Wikipedia:Request a query
This is a page for requesting one-off database queries for certain criteria. Users who are interested and able to perform SQL queries on the projects can provide results from the Quarry website.
You may also be interested in the following:
- If you are interested in writing SQL queries or helping out here, visit our tips page.
- If you need to obtain a list of pages that meet certain criteria, consider using PetScan (user manual) or the default search. PetScan can generate lists of articles in subcategories, articles which transclude some template, etc.
- If you need to make changes to a number of articles based on a particular query, you can post to the bot requests page, depending on how many changes are needed.
- For long-term review and checking, database reports are available.
The database replicas do not have access to page content, so requests which require checking wikitext cannot be answered with database queries. In particular, there is no way to query for template parameters or anything related to references. However, someone may be able to assist by querying in another way (for example, checking for external links rather than references) or suggest an alternative tool.
Blocks w/ "copyright" in block log
[edit]Is it possible to generate a query for blocks / recent (most recent 100?) blocks that mention the word "copyright" in the block log?
(In case it's relevant, I would like to see any copyright blocks that don't get reported at the noticeboards for cleanup purposes and do the fancy thing some people do and put it in {{Database report}}... so like if somebody wants to say why that's an awful idea please feel free.) GreenLipstickLesbian💌🧸 10:20, 28 November 2025 (UTC)
- Here are the most recent 100: quarry:query/99310. The IP addresses unfortunately aren't in a very readable form but I've included them for completeness where they exist. You can change the number fetched by tweaking line 7. J11csd (talk) 12:36, 28 November 2025 (UTC)
- The human-readable ip is in bt_address. —Cryptic 12:47, 28 November 2025 (UTC)
- Oh, so it is! I glanced right over it :-S
- Query has been updated to use this field and also to do case-insensitivity (somewhat more) correctly. J11csd (talk) 12:57, 28 November 2025 (UTC)
- Some more thoughts:
- The explicit collation is unnecessary; converting to utf8 is enough.
- Probably want to find reasons matching %copyvio% too.
- It's not clear that the block table is the right tool for this; it'll omit expired ones. logging with log_type='block' and log_action!='unblock' will include those. Whether they should be included or not isn't clear. (On the other hand, extracting expiry, whether the block is partial, etc. from log_params is fraught; on yet a third hand, none of that's included in the query anyway.)

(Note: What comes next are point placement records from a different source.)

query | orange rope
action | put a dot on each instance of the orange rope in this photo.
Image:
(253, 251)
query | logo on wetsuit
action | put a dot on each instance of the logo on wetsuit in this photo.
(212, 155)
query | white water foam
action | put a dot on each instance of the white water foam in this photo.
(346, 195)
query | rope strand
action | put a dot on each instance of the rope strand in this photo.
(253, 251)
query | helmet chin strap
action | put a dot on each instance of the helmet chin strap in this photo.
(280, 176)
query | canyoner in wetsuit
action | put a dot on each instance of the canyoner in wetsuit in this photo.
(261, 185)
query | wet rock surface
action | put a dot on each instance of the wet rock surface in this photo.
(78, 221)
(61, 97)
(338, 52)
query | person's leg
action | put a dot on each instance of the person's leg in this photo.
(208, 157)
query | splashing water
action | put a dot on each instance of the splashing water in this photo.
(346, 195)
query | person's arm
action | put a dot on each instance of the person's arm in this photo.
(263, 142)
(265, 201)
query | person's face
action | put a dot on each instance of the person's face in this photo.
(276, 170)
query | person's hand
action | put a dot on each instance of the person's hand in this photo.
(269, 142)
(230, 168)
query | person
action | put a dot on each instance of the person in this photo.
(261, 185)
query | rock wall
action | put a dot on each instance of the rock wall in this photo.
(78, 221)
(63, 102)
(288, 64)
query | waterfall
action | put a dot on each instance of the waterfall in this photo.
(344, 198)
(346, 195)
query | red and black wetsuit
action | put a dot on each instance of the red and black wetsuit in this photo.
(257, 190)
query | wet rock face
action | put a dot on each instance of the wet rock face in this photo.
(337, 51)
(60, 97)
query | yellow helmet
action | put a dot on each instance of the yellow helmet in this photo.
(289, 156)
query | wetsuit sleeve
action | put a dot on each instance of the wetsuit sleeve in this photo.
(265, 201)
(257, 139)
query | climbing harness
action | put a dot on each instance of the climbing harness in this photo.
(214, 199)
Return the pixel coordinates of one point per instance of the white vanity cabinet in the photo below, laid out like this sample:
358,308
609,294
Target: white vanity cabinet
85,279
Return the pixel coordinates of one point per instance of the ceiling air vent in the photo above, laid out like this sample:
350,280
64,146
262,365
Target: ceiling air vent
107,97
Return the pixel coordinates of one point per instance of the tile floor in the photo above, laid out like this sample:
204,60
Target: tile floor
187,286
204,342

- This can probably be made smarter by omitting usernames/ips that already have a matching Wikipedia:Contributor copyright investigations/ subpage linked from Wikipedia:Contributor copyright investigations/Bottom. That'll miss the numbered ones like /20111108 (I take it those are for usernames that match real names? The ones I glanced at were.), but nothing to be done for those.

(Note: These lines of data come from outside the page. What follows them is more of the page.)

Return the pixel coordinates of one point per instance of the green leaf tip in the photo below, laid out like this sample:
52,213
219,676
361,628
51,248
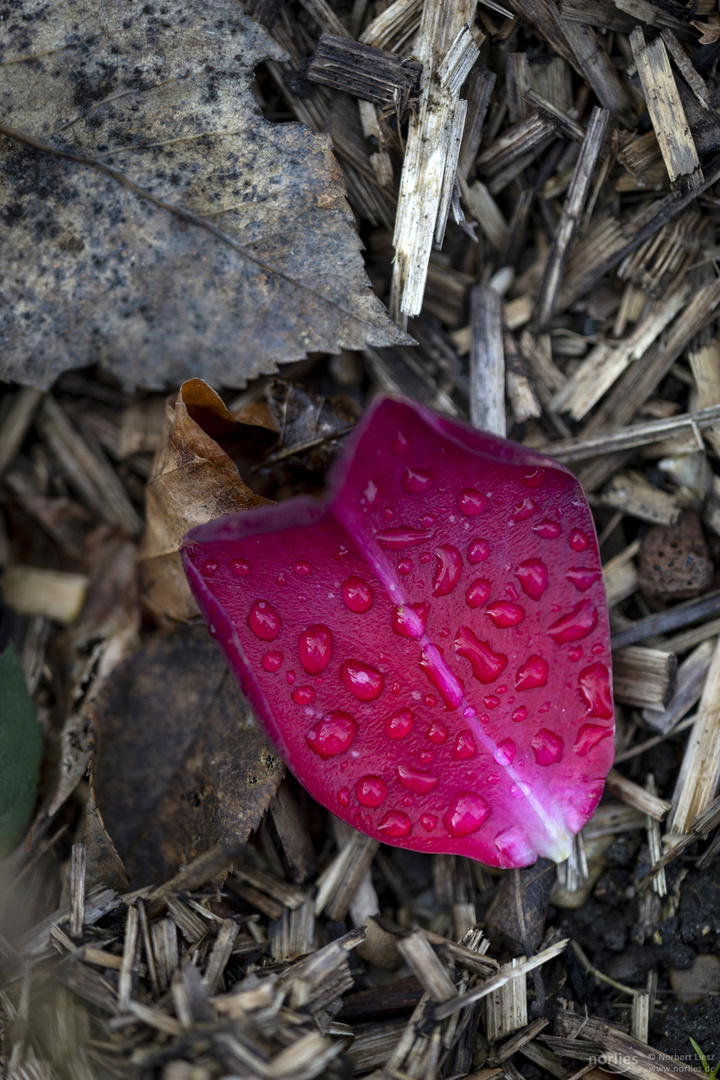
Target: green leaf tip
21,752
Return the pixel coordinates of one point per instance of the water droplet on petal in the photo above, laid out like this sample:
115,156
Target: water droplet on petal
532,576
588,737
417,480
534,478
525,510
370,791
403,537
594,685
395,824
366,683
409,620
413,781
315,646
464,746
547,747
579,540
477,551
465,814
477,592
575,624
433,663
471,501
272,661
448,567
505,613
487,664
583,577
357,595
399,724
263,621
331,736
532,673
437,732
547,530
504,752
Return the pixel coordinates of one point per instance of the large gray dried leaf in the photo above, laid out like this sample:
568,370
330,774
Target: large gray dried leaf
150,218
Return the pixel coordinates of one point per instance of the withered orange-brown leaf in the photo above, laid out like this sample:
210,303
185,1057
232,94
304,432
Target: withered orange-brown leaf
193,480
153,221
180,763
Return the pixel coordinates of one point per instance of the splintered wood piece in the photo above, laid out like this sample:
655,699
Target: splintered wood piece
365,71
426,967
431,156
691,679
643,677
506,1009
667,115
487,362
635,796
571,213
54,594
700,771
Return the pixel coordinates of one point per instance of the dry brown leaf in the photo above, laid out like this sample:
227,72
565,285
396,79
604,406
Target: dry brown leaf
152,220
181,764
193,480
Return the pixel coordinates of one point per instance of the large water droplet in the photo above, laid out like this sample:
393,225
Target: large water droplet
575,624
357,595
579,540
413,781
525,510
409,620
583,577
395,824
403,537
487,664
399,724
477,551
448,567
547,747
477,592
331,736
437,732
505,613
370,791
532,576
464,746
504,752
263,621
532,673
546,530
436,669
366,683
417,480
588,737
471,501
594,685
315,646
465,814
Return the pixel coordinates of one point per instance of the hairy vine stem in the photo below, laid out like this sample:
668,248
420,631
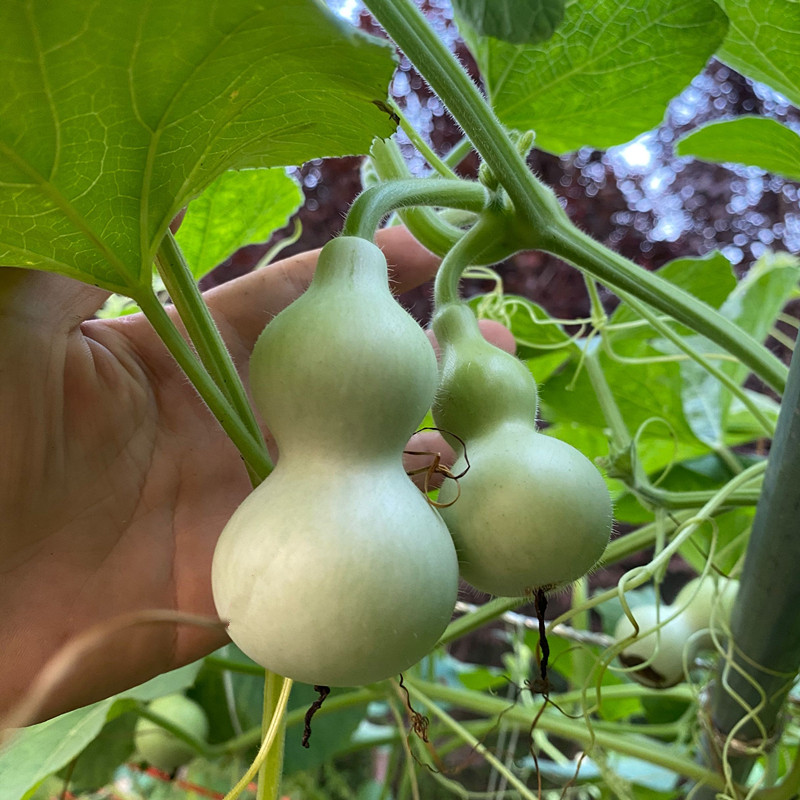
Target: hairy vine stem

- —Cryptic 13:03, 28 November 2025 (UTC)
- Rather embarrassingly, I just realized I forgot to respond to this : thank you @J11csd and @Cryptic, this is exactly what I was dreaming of! Best early xmas present ever!
- And re: Cryptic's last point- yes, you guessed correctly, numbered CCIs are primarily for real or real-sounding names, to avoid accidentally harming the real person if somebody Googles them. The number is actually the date the CCI was opened, which, rather unfortunately, is not always the same day as the block. GreenLipstickLesbian💌🧸 11:47, 4 December 2025 (UTC)
- The human-readable ip is in bt_address. —Cryptic 12:47, 28 November 2025 (UTC)
Twinned WP–Help page titles
[edit]I am looking for a list of page titles which exist in both the Help and Wikipedia namespaces, where neither is a redirect. This arises out of this recent merge proposal regarding Wikipedia:Translation and Help:Translation, with the discussion turning partly on what would be appropriate to each page if they were not merged. I later realized there are other such pairs, such as Wikipedia:Substitution and Help:Substitution where the same question could be asked, and I wondered if there aren't many such WP-Help pairs, where it would be profitable to have a higher level discussion at VPI or somewhere about such twinned pages. Hence, this request.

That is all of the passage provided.